Central banks usually target short term interest rates as an instrument of monetary policy not because there is any credible mechanism by which they directly and significantly impact the economy, but because 1) they are quickly and accurately measurable, 2) the central bank can exercise a great deal of control over them, and 3) because changes in them usually lead to reasonably predictable outcomes in terms of policy goals. These qualities may make short term interest rates convenient as an instrument of monetary policy away from the zero lower bound, but they should in no way cause us to confuse short-term interest rates for the actual mechanisms by which monetary policy is transmitted.
- Are There Other Reasons to Believe in the Liquidity Trap?

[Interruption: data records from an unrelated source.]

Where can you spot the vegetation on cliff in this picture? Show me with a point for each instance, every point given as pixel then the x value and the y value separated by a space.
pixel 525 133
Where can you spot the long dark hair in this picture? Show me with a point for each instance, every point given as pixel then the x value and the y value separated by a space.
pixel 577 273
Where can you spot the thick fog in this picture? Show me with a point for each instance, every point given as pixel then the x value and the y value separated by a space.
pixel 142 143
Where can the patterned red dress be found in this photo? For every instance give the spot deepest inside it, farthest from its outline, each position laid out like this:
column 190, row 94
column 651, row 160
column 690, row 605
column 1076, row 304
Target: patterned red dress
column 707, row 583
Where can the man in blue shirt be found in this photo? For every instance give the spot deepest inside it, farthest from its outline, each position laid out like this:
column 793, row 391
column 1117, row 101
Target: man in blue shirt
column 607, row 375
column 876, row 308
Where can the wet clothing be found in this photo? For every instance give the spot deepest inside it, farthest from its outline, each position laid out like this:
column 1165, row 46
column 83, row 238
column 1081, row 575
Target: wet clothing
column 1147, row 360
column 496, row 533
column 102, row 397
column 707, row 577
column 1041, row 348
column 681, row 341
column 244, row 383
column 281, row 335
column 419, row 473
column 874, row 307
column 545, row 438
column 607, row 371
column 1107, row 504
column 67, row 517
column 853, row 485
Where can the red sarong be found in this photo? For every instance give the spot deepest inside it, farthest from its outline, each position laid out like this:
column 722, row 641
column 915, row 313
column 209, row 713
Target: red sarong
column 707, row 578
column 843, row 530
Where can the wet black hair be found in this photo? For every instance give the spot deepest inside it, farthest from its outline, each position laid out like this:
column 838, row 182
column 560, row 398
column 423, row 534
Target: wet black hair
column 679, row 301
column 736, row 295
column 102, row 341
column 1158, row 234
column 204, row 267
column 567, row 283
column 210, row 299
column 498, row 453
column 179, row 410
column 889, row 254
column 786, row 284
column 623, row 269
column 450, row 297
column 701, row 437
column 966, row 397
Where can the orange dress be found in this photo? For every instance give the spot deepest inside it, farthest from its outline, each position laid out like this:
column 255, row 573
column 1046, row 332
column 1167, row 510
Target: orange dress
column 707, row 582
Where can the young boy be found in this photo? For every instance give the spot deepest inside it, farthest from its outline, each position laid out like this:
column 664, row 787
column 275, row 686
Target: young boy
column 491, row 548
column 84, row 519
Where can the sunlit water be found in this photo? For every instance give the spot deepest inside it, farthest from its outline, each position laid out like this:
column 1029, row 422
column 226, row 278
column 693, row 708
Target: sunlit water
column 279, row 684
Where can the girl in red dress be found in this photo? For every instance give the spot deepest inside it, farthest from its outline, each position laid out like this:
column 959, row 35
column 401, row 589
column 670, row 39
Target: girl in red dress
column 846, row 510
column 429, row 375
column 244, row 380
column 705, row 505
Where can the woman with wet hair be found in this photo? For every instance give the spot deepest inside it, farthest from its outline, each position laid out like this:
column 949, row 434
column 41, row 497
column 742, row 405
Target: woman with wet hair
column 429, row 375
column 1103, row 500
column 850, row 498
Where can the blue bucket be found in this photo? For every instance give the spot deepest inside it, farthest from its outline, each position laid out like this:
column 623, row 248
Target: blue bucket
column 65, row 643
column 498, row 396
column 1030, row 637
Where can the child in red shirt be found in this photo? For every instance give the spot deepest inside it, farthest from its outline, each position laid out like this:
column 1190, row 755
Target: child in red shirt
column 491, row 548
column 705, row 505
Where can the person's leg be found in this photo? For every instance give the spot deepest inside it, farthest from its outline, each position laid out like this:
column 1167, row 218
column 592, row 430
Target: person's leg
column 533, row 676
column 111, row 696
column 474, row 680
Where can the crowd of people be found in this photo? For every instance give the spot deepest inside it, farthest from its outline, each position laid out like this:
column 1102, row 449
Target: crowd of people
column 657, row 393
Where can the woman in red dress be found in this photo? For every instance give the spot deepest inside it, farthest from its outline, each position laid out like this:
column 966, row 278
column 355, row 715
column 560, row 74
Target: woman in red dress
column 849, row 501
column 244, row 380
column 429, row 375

The most popular way to “prove” the existence of the liquidity trap is to simply point at a graph of the monetary base of a country in ZIRP (and/or the velocity of the monetary base) and then profoundly intone, “see?” But all this really shows is that the velocity of the monetary base is a variable, something which every applied macroeconomist already knows.
And an argument consisting of little more than a line graph depicting the time series of values of a quantity should never be accepted as a proof of anything, except that the person who is arguing that it proves something is not familiar with what constitutes acceptable empirical evidence, is incapable of understanding what constitutes acceptable empirical evidence, or is simply willfully ignoring what constitutes acceptable empirical evidence because it contradicts their preferred model.